I’m sorry to ask such a trivial question, but it’s been a long time since I’ve done any file-input programming, and a longer time since my programming classes.
I have a program I’m writing in C, which is reading input from a file. I want to read in everything in the file (across multiple lines, if it matters) until I get to a particular string, and discard all of that. Then, only after I’ve read in that particular string, I’ll start actually reading in the real data that I want. I thought I could do something like
fscanf(infile,"STARTHERE");
but that only moves the stream so far as the start of the file matches the string.
Then I tried
fscanf(infile,"%sSTARTHERE",junk);
(where junk is, of course, a previously-defined string variable), but that just puts until the first whitespace into the junk string, and does nothing with the STARTHERE string.
I’m sure there’s a simple way to do this, but I’m blanking on what it is.
(note: The string I’m actually searching for isn’t literally “STARTHERE”; I’m just using that in the question for simplicity)
That’s correct (that you can’t do it with one call to fscanf). In fact, if STARTHERE could be embedded within a larger string (i.e. not delimited by whitespace) then it’s a bit more difficult that it would seem.
Is it correct that the text prior to STARTHERE could contain any combination of any-length strings plus white space (including new lines)?
If so, I think you will need to call fscanf(infile,"%s",junk) in a while loop and then do a strstr(junk, “STARTHERE”) call to see if the string you read in contains your starting string. If yes, exit the while loop. Unfortunately, some of the data you want is now embedded in your junk variable, so you’ll need to parse that part (strstr returns a pointer to the matching string) before reading in the rest of the data.
On preview: Marvin’s link has the code for what I’m trying to describe, but uses fgets() instead of fscanf(), which is possibly better. But as DPRK points out, if you can’t assume that your lines are <512 bytes or that your token can’t cross that boundary then it won’t work. The most reliable way is actually probably to either read the whole file or do it one character at a time until you find the well-formed part of your file.
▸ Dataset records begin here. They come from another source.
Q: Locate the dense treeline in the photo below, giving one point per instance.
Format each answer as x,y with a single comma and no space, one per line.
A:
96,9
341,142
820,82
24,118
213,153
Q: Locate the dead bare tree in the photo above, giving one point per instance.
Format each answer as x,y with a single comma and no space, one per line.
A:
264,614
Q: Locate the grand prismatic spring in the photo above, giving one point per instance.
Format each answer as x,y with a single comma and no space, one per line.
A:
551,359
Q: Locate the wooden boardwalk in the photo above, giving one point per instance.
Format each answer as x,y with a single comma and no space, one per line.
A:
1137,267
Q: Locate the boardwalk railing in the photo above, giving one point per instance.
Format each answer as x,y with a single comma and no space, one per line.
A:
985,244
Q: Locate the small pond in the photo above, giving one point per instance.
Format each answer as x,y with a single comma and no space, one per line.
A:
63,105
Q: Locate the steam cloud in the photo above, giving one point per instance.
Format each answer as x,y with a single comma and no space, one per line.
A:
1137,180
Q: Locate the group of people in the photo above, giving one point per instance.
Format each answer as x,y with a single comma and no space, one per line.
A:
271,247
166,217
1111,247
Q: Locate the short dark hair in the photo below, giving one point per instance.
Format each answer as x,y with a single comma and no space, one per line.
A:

Yeah, that’s what I’m trying to do (except the actual data will mostly be %f conversion, not %s), but I’m not sure how to do the “scan until I get to my match” part.
As of right this moment, the full text of my input file up to the start point is probably consistent, but I don’t want to count on it remaining so indefinitely (there’s a lot of header-type data, which includes a couple of version numbers which will eventually change). On the other hand, my STARTHERE text will probably always have whitespace preceding it and ending it, and will always have whitespace within it (so I suppose I could just treat it as two strings, since the part up to the first whitespace should be distinctive enough).
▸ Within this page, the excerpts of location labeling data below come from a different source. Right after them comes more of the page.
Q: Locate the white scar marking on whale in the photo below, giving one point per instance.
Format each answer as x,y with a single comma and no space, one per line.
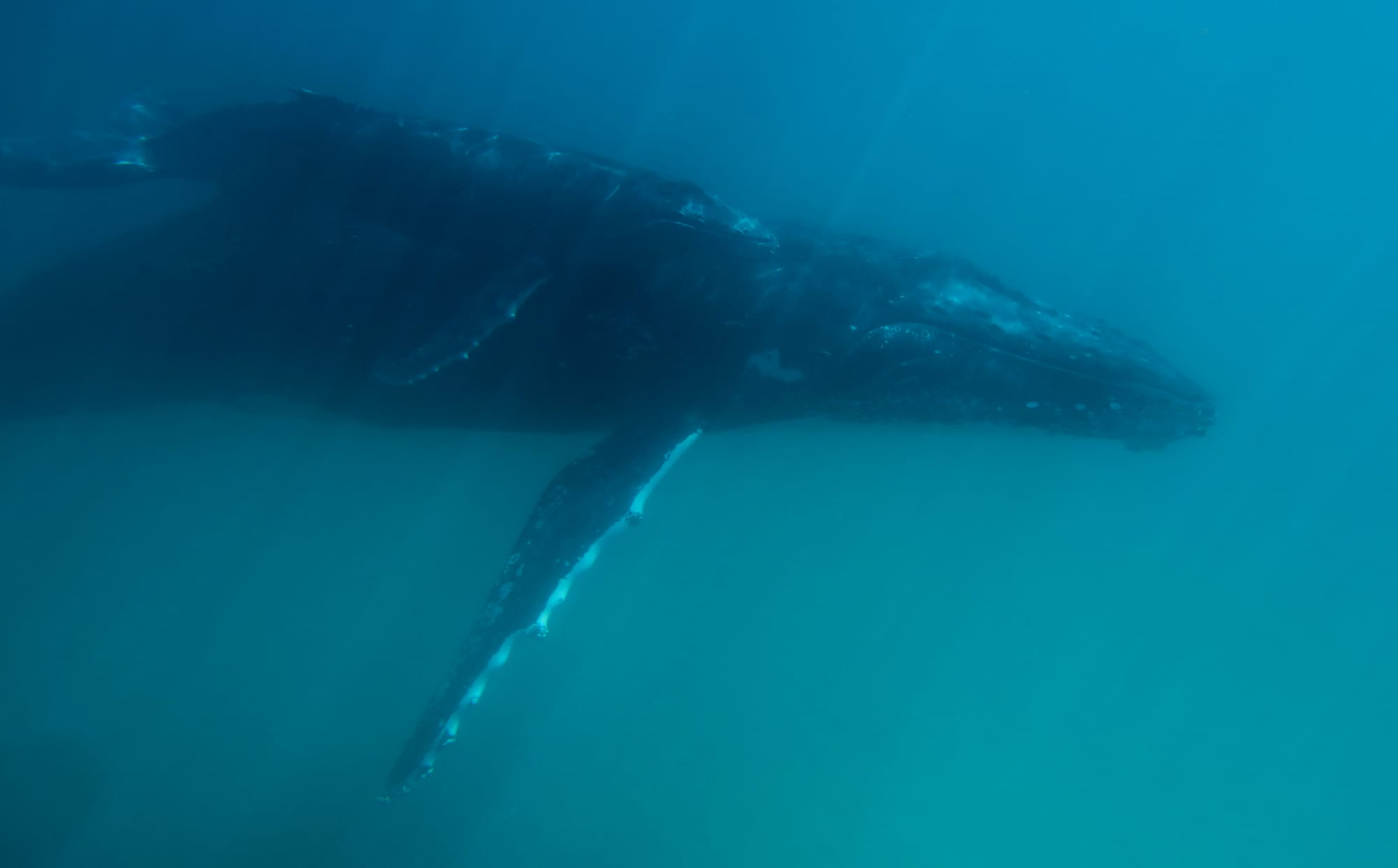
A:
638,507
770,364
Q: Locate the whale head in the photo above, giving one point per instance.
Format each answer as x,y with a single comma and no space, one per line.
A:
942,340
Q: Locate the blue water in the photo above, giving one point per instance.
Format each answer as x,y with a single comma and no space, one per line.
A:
830,645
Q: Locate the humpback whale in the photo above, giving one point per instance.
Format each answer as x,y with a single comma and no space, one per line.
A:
419,273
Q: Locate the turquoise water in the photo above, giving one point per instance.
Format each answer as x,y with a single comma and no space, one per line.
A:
827,645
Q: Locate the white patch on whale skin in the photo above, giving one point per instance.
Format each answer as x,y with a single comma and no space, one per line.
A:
770,364
540,627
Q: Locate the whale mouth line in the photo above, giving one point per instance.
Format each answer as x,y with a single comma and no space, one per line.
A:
1203,402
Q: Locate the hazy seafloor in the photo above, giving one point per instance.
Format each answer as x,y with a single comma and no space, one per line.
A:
826,646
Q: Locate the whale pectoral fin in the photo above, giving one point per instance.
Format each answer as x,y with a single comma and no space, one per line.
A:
602,493
486,305
73,161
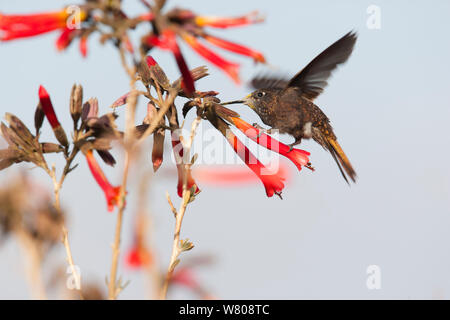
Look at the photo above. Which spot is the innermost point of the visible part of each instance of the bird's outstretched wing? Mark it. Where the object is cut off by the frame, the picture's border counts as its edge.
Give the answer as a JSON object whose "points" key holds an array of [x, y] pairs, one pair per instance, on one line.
{"points": [[269, 81], [313, 78]]}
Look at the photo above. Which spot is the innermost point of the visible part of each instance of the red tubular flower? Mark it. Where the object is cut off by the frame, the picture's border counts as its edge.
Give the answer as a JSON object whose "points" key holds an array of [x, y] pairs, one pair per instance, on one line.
{"points": [[273, 183], [47, 106], [21, 26], [220, 22], [112, 194], [146, 17], [138, 257], [184, 276], [232, 69], [178, 151], [50, 114], [167, 41], [127, 44], [234, 47], [297, 156], [65, 38]]}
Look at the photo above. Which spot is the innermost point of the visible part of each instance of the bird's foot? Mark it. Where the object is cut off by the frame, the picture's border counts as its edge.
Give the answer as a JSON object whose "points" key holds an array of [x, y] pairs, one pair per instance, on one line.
{"points": [[261, 130]]}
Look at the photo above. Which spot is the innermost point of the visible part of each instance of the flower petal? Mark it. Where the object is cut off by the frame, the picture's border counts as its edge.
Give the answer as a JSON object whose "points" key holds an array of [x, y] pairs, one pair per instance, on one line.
{"points": [[178, 151], [167, 41], [273, 183], [50, 114], [234, 47], [112, 194]]}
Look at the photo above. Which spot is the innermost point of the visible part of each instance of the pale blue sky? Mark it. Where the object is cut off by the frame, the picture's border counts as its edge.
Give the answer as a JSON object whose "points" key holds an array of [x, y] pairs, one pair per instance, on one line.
{"points": [[389, 105]]}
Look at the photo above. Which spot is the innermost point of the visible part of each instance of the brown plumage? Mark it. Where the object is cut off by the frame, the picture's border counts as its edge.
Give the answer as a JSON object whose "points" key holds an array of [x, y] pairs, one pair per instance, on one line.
{"points": [[287, 105]]}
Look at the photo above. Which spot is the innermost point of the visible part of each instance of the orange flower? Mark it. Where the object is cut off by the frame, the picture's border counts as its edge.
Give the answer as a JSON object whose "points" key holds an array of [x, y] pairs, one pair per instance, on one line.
{"points": [[167, 41], [138, 257], [112, 194], [83, 46], [29, 25], [178, 151], [297, 156], [232, 69], [221, 22], [49, 111], [47, 107], [65, 38], [234, 47]]}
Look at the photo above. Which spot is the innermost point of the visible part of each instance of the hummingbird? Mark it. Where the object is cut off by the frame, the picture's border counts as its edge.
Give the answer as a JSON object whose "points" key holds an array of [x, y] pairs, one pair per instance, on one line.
{"points": [[288, 105]]}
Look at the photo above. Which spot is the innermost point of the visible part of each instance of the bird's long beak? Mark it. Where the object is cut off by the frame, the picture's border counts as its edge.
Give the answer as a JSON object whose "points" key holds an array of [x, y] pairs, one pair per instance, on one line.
{"points": [[233, 102]]}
If the header data is variable, you probably should use a regex search.
Or, read your input into a buffer, then use strstr() to find the ‘STARTHERE’ string, then parse the rest of string with scanf().
This.
There no reason not to memory map the file unless it is a stream. You pay a silly amount of overhead for no good reason by not mapping it. It isn’t even as if this is a new thing. I was doing this in about 1985. And if you need a regex, the world is your oyster.
Alternatively, couldn’t you just read the file one character at a time checking for a match?
I’m rusty on C so treat this as pseudo-code, but something like: [Grrr, sorry about the lack of indentation]
Found = FALSE
C=1 /* character in the Target$ that we’re checking for a match
Target$=<what you’re looking for>
Do While Not Found
B$ = <read next character from file>
if B$ <>Target$[C] then
C=1
else
C=C+1
If C > Length (Target$) then
Found =TRUE
endif
endif
loop
The Variadic Functions like the scanf family in the standard library are unsafe and should never be trusted for input you don’t control. That said a while loop with sentinel values is the typical solution even using them.
That said, you use ‘*’ to suppress assignment of conversions, so:
scanf("%c %*c",&a);
Will discard the second char in that matched conversion, or you can match in a while/for loop.
Well, there is another reason: I never learned to do it before (back in the mid 90s, while it might have been possible, stupid memory limits often made it difficult), and the extra computer time consumed by the silly amount of overhead, even over this program’s entire expected usage life, is less than the extra programmer time it’d take me to learn it that way. And it’s clearly not something that comes up in very many of my other programs, given how out of practice I was on file IO to begin with.
Now, there are some areas of this code (after the IO part I have to get through, before I even have a chance to play around with the fun parts) where I am in fact worried about efficiency, but those are parts that involve (admittedly low precision) trig functions, and which might end up getting looped over a million times, unless I can think of some more clever way than brute force for those algorithms.